Intussen is Daniël Abel al bezig met de publieksvriendelijke
uitsmijter: een grote pan instant-yoghurtijs, bereid met vloeibaar
stikstof. ‘Dat zit gewoon ook in de lucht hoor. Het is totaal niet
schadelijk’, stelt hij een bezorgde leerlinge gerust.

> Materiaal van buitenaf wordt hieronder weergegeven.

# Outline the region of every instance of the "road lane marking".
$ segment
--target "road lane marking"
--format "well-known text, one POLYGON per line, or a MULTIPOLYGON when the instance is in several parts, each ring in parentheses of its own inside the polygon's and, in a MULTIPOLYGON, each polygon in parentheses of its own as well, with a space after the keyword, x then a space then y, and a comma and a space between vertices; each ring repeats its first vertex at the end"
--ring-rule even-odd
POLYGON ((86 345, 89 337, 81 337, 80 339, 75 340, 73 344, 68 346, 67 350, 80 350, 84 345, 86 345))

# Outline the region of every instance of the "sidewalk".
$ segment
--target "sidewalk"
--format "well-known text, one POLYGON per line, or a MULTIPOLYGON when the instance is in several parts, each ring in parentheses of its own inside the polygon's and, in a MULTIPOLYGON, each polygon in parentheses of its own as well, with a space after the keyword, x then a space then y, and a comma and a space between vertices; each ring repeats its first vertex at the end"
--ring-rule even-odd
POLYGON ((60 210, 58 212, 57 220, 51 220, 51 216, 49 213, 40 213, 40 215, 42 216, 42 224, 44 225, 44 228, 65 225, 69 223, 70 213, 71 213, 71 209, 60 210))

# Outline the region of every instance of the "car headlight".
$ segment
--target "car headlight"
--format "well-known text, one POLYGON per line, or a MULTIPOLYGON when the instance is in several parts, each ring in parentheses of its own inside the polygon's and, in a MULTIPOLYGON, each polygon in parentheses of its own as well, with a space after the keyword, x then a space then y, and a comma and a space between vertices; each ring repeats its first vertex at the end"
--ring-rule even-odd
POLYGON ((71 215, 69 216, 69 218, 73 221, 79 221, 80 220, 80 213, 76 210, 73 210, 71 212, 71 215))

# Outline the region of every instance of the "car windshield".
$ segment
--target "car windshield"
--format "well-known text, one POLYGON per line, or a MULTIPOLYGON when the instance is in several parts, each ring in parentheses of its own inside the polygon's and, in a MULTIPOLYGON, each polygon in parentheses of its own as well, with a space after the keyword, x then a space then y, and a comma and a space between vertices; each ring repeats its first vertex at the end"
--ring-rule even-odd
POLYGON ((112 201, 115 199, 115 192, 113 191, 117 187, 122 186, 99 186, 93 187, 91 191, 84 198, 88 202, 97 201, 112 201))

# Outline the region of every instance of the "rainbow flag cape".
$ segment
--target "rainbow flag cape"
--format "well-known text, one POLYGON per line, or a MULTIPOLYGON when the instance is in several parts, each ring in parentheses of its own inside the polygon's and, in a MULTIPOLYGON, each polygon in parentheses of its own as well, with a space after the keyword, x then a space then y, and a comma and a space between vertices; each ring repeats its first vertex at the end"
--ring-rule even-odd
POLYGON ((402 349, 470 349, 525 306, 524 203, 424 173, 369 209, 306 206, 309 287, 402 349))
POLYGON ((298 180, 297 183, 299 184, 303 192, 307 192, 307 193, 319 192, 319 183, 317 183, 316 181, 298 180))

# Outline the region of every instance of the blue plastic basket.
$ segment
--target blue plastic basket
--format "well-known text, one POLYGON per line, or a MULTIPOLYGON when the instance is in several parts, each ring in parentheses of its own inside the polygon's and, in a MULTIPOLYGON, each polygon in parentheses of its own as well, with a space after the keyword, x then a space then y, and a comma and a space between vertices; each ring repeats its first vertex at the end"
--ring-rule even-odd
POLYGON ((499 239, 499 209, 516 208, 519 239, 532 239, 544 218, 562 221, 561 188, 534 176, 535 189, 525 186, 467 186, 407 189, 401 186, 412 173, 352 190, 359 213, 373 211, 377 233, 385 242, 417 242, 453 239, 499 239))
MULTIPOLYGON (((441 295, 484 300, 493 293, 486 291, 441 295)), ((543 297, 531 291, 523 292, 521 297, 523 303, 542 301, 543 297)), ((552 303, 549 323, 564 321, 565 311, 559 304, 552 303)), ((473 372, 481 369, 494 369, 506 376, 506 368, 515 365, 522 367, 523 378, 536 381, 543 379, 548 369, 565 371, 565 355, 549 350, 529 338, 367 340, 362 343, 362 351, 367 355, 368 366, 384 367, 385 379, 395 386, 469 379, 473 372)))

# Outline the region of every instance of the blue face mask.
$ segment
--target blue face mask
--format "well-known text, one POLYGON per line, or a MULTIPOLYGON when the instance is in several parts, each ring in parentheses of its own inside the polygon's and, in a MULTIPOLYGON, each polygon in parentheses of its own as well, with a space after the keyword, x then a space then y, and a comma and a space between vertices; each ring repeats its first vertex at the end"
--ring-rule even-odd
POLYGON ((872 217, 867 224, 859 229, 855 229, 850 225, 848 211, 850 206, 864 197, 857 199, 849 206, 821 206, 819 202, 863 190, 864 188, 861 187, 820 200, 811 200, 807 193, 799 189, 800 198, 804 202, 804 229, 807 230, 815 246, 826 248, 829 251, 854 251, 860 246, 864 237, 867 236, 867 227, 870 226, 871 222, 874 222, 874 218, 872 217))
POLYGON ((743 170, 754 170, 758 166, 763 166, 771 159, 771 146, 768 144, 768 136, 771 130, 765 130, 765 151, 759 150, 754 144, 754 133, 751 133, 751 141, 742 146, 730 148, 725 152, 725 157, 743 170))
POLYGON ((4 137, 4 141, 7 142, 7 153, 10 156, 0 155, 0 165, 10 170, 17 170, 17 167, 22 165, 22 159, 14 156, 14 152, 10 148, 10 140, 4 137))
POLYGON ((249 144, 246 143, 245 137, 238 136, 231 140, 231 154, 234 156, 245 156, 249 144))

Al vertellen de studenten ook graag gruwelijke anekdotes. Zoals die van
die Duitse student die op een vrijdagmiddag even stikstof ging tappen
in een gesloten schuurtje. Door de verdampende stikstof kreeg hij geen
lucht en viel flauw. Maandagochtend werd hij teruggevonden, stijf
bevroren. De stikstofkraan was al de tijd open blijven staan, en er was
duizend liter over de student heengestroomd. Echt gebeurd, zegt
Herbschleb, al weten we niet waar.
Terwijl de ene helft van de leerlingen om Abel heen dringt voor een
ijsje in plastic beker, heeft ook stikstofdopeling Kamiel zijn
volgelingen. Als bij de communie staan ze in de rij, en steken om
beurten hun hand uit, waarover Herbschleb een scheutje vloeibaar
stikstof giet. De meesten reageren verbaasd maar opgelucht. ‘Het voelt
gewoon koud’, zegt een meisje.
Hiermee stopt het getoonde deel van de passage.